Featured News

Combat Engineers conduct cache sweeps

6 Feb 2008 | Cpl. Scott T. McAdam Jr.

Marine Combat engineers are know for building and tearing down structures.

 However, engineer platoons like 3rd Platoon, Charlie Company, 1st Combat Engineer Battalion, assigned to 1st Battalion, 7th Marine Regiment, Regimental Combat Team 5, are making a name for themselves by finding weapons caches along the Euphrates River.

 The platoon completed the mission with assistance from members of the 1st Battalion, 2nd Brigade, 7th Iraqi Army Division.

 According to Gunnery Sgt. Paul A. Marion, platoon sergeant, 3rd Platoon, Charlie Company, these sweeps reduce the amount of weapons and improvised explosive device materials being pushed up and down the Euphrates River and in turn reducing the risk of locals stumbling across a cache and getting injured.

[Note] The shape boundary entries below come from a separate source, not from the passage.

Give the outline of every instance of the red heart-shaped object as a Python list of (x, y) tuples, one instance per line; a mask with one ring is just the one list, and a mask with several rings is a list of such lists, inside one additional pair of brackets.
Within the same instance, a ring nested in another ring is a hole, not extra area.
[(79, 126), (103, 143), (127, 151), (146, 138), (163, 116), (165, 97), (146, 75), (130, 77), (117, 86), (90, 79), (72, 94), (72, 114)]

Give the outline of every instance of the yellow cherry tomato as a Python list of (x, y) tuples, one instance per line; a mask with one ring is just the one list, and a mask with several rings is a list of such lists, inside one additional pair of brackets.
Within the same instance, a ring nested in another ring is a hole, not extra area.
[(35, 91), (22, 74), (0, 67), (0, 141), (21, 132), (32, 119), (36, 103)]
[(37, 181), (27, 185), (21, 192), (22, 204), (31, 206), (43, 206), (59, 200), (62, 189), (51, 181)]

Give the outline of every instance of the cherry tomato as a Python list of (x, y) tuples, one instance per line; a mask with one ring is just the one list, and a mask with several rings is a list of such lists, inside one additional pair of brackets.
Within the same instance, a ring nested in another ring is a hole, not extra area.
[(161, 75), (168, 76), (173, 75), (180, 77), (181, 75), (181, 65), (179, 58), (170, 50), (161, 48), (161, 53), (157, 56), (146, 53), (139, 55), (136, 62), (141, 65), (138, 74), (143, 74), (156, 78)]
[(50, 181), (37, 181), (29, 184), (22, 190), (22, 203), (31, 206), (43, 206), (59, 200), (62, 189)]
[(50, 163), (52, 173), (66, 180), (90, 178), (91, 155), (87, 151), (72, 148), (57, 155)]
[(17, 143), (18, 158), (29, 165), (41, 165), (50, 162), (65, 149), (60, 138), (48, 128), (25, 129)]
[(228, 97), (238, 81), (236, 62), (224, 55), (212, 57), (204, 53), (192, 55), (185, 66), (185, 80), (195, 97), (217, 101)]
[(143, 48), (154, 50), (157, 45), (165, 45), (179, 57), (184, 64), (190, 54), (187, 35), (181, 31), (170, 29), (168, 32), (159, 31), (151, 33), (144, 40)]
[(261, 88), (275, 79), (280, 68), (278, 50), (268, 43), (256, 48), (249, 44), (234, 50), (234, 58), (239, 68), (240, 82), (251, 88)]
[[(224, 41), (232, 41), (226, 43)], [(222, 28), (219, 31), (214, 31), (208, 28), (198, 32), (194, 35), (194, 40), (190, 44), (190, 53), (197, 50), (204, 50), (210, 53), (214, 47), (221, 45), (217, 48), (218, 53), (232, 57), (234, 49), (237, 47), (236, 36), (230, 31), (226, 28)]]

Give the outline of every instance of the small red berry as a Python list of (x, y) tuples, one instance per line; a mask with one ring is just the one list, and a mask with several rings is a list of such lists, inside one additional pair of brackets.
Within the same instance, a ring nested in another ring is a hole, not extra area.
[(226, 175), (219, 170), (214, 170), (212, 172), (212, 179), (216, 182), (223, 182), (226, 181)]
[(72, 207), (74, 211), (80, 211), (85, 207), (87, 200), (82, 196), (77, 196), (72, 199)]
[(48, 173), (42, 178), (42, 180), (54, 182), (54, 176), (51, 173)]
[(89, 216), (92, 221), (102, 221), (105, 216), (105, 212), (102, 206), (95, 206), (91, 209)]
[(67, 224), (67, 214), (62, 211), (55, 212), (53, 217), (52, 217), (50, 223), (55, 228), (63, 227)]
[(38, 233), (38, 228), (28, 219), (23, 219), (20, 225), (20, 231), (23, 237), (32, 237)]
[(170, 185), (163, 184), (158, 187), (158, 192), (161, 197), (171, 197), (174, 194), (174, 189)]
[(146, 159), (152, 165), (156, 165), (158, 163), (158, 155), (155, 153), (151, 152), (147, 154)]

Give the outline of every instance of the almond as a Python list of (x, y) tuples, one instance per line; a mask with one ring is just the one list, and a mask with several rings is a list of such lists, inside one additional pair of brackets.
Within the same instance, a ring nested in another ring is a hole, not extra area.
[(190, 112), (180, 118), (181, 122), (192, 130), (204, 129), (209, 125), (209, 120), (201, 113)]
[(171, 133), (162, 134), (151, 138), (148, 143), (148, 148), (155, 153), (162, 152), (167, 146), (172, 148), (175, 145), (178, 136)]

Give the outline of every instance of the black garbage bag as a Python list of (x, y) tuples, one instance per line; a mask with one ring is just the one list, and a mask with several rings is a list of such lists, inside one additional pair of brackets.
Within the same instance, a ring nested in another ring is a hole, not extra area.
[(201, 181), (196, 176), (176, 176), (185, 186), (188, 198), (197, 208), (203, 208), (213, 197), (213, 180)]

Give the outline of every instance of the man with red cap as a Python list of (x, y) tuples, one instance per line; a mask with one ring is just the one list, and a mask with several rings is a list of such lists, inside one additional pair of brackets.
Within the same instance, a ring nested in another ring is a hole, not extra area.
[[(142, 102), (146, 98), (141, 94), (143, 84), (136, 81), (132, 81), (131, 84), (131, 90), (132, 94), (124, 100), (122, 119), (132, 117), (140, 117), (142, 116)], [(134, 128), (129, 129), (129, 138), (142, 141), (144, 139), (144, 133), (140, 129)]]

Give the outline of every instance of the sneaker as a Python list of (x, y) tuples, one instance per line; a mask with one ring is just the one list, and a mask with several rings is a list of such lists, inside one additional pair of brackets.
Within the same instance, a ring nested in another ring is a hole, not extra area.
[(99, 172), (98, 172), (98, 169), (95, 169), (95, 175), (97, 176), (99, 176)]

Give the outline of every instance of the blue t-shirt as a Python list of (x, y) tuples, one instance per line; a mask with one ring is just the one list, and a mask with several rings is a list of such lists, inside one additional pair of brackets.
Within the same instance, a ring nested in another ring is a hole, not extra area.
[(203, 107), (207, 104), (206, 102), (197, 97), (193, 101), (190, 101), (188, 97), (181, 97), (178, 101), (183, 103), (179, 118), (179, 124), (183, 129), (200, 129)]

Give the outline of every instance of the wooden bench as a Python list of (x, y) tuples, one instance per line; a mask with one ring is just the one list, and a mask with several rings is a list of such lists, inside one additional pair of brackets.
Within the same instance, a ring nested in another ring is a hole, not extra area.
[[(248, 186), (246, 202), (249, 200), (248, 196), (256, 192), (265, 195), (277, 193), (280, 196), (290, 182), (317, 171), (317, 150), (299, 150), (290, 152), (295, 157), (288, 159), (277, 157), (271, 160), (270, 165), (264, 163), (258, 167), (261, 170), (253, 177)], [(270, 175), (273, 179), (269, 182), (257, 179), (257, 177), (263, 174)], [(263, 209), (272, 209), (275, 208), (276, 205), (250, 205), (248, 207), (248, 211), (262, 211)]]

 “Cache sweeps are reducing the IEDs in country and taking away the insurgent’s greatest weapon,” added Marion, who is from Courtland, N.Y.

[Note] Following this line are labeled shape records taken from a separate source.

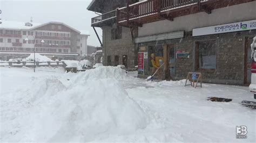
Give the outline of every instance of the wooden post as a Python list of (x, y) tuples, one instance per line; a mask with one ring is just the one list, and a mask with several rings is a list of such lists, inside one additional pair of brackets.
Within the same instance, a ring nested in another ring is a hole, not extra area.
[(116, 11), (116, 15), (117, 16), (117, 25), (119, 25), (119, 9), (118, 8), (117, 9), (117, 10)]
[(126, 9), (127, 9), (127, 13), (126, 13), (126, 18), (127, 18), (127, 25), (129, 25), (129, 18), (130, 18), (130, 8), (129, 8), (129, 6), (130, 6), (130, 1), (129, 0), (127, 0), (127, 7), (126, 7)]

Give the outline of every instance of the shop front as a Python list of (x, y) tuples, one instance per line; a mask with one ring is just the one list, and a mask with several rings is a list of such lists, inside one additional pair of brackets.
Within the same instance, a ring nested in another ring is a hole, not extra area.
[(139, 77), (152, 75), (154, 53), (164, 59), (163, 80), (182, 80), (188, 72), (197, 72), (202, 73), (204, 82), (248, 85), (255, 24), (253, 20), (138, 37), (138, 54), (143, 54), (138, 55), (143, 59), (138, 59), (143, 71)]

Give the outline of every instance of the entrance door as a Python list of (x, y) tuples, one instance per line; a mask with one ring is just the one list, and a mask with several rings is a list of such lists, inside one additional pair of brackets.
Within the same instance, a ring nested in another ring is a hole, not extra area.
[(245, 38), (245, 76), (244, 82), (245, 84), (249, 85), (251, 84), (251, 64), (252, 63), (252, 58), (251, 55), (252, 54), (252, 49), (251, 48), (251, 44), (252, 43), (253, 39), (253, 37), (247, 37)]
[(165, 78), (173, 80), (175, 76), (175, 46), (174, 44), (164, 45), (165, 62)]
[(127, 68), (127, 55), (123, 55), (123, 65), (125, 66), (125, 68)]

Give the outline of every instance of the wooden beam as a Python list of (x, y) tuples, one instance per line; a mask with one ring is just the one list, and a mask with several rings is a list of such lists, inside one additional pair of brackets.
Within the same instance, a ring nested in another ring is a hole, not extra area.
[(206, 13), (208, 13), (208, 15), (212, 13), (212, 10), (207, 8), (206, 6), (201, 5), (201, 9), (204, 12), (205, 12)]
[(172, 18), (172, 17), (171, 16), (169, 16), (169, 15), (161, 15), (160, 16), (161, 18), (163, 18), (165, 19), (167, 19), (168, 20), (170, 20), (171, 22), (173, 22), (173, 18)]
[(143, 26), (143, 25), (141, 23), (137, 23), (135, 22), (132, 22), (130, 23), (130, 25), (131, 26), (136, 26), (140, 27), (142, 27)]

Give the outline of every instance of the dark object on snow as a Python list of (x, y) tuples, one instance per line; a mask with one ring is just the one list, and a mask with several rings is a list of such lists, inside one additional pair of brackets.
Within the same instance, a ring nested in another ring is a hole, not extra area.
[(224, 98), (219, 98), (216, 97), (208, 97), (207, 101), (211, 101), (212, 102), (228, 102), (232, 101), (232, 99), (227, 99)]
[(256, 102), (249, 101), (243, 101), (240, 104), (242, 106), (256, 109)]

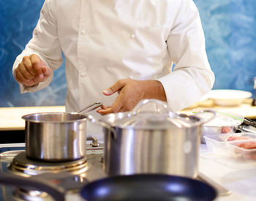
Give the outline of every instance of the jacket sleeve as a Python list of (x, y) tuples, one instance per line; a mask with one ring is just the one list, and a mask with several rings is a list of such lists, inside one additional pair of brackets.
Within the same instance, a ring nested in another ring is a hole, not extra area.
[[(26, 45), (23, 52), (16, 58), (12, 67), (12, 74), (23, 58), (33, 53), (38, 55), (45, 64), (52, 69), (58, 69), (62, 63), (61, 49), (58, 38), (57, 25), (55, 16), (55, 1), (46, 0), (42, 7), (37, 25), (33, 31), (33, 37)], [(35, 86), (20, 85), (20, 93), (34, 92), (48, 86), (53, 80), (53, 75)]]
[(159, 79), (173, 111), (199, 101), (214, 83), (198, 10), (192, 0), (180, 1), (175, 24), (167, 40), (175, 67), (170, 74)]

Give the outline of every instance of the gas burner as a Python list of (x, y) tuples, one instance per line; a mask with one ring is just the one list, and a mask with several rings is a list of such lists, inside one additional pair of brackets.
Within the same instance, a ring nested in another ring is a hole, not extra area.
[(88, 170), (88, 164), (86, 157), (64, 162), (34, 161), (28, 159), (26, 152), (23, 151), (14, 157), (7, 168), (12, 173), (24, 177), (64, 172), (83, 176)]

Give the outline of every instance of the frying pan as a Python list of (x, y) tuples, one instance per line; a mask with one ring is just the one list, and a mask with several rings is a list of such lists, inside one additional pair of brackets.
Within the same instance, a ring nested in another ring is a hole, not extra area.
[(97, 180), (80, 191), (86, 201), (213, 200), (214, 188), (189, 178), (163, 174), (118, 175)]
[[(51, 183), (50, 180), (42, 179), (42, 176), (43, 174), (23, 178), (1, 174), (0, 183), (45, 191), (55, 200), (64, 201), (66, 190), (54, 184), (58, 179)], [(86, 201), (210, 201), (216, 198), (217, 191), (206, 183), (186, 177), (138, 174), (96, 180), (83, 186), (80, 195)]]

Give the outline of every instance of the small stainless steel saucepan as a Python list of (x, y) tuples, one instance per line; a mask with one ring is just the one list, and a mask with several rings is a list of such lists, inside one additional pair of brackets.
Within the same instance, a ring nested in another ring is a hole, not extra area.
[(86, 113), (100, 107), (95, 102), (78, 113), (40, 113), (22, 117), (26, 121), (28, 158), (48, 162), (79, 159), (86, 152)]

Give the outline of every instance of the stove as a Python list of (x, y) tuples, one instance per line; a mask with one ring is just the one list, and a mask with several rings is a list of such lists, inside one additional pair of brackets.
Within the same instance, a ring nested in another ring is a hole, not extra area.
[[(64, 189), (67, 200), (81, 200), (79, 190), (86, 183), (106, 177), (102, 168), (103, 144), (91, 146), (86, 157), (65, 162), (45, 162), (28, 159), (24, 143), (0, 144), (0, 173), (33, 177)], [(0, 200), (53, 200), (47, 193), (27, 188), (0, 185)]]
[[(89, 182), (107, 177), (102, 167), (103, 143), (87, 142), (86, 157), (73, 162), (49, 163), (26, 158), (24, 143), (0, 144), (0, 173), (11, 173), (24, 178), (31, 177), (50, 183), (63, 189), (67, 201), (81, 201), (80, 189)], [(214, 186), (219, 196), (230, 191), (199, 173), (195, 178)], [(27, 188), (0, 185), (0, 200), (53, 201), (47, 193)]]

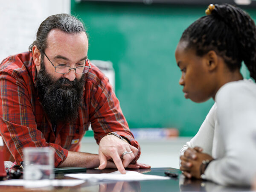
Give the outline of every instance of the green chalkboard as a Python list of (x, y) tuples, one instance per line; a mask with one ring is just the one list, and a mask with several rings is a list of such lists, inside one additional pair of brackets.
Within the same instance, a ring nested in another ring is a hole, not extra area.
[[(176, 128), (181, 136), (197, 132), (213, 101), (184, 99), (174, 52), (182, 32), (205, 9), (72, 0), (71, 14), (87, 28), (89, 58), (113, 63), (130, 128)], [(256, 18), (255, 10), (248, 11)]]

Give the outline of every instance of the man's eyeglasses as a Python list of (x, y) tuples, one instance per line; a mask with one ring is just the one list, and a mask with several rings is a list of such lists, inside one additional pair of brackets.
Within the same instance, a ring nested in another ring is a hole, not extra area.
[(46, 56), (46, 58), (48, 59), (49, 61), (50, 61), (50, 63), (51, 63), (53, 67), (55, 68), (55, 72), (56, 73), (67, 73), (70, 71), (70, 70), (73, 69), (75, 70), (75, 72), (76, 74), (84, 74), (87, 73), (89, 71), (89, 70), (91, 68), (90, 65), (90, 63), (89, 62), (89, 61), (88, 61), (88, 58), (86, 59), (86, 61), (89, 64), (89, 66), (79, 66), (77, 67), (76, 68), (71, 68), (71, 67), (70, 66), (67, 66), (66, 65), (58, 65), (55, 67), (54, 66), (53, 64), (52, 63), (52, 61), (51, 61), (46, 54), (45, 53), (43, 53)]

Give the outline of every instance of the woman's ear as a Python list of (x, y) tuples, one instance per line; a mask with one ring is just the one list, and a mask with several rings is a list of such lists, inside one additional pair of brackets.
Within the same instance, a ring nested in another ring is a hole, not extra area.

 Since the start of their deployment in September 2007, the combat engineers have found more than 155 weapons caches and more than 17,000 pieces of ordnance.

 During the cache searches, the Marines walk anywhere from four to 12 kilometers a day searching the banks of the river and inland areas to uncover locations where ordnance and weapons have been hidden.

 Using mine detectors, Marines assemble in a formation to scan the area, carefully listening to the beep of the detector while having one of their counterparts’ dig where the signal is strongest.

 “In this area, we’ve run into a lot of ordnance,” said Sgt. Edward A. Hall, platoon guide for 3rd platoon, Charlie Co.

 “We’ve pretty much found everything across the spectrum — anti-aircraft rounds, mortar rounds, rifles, rocket-propelled grenade launchers and artillery rounds. You never know what you’re going to find.”

 If ordnance is uncovered, Marines try to identify what type of ordnance they’ve found and the quantity discovered. Platoon leaders use books to help identify ordnances not easily recognized.

 “A lot of the ordnance in Iraq is not new and is not in any condition where it could be fired or used for its original purpose,” said 1st Lt. Ethan H. Driscoll, from Portland, Ore., and the combat engineer platoon commander.

 After discovery, a call is placed to an Explosive Ordnance Disposal team standing by, and they will come to the site to properly dispose of it.

 According to Hall, the great part about being a combat engineer is that it’s a multi-faceted job. They are tasked with missions from building structures, putting up barriers for entry and control points, electrical wiring and cache sweeps.

 “We have a great mix of Marines here who have taken each challenge and turned it into a success,” added Hall, who is from Burlington, Kan.

 The platoon is scheduled to leave Iraq in the coming months and return to Marine Air Ground Task Force Training Command 29 Palms, Calif.

 “I think it’s a good thing we’re doing here,” said Cpl. Matthew A. Bishop, basic electrician, 3rd platoon, Charlie Co., from La Grange, Ga. native. “I feel like I’m making a difference out here.”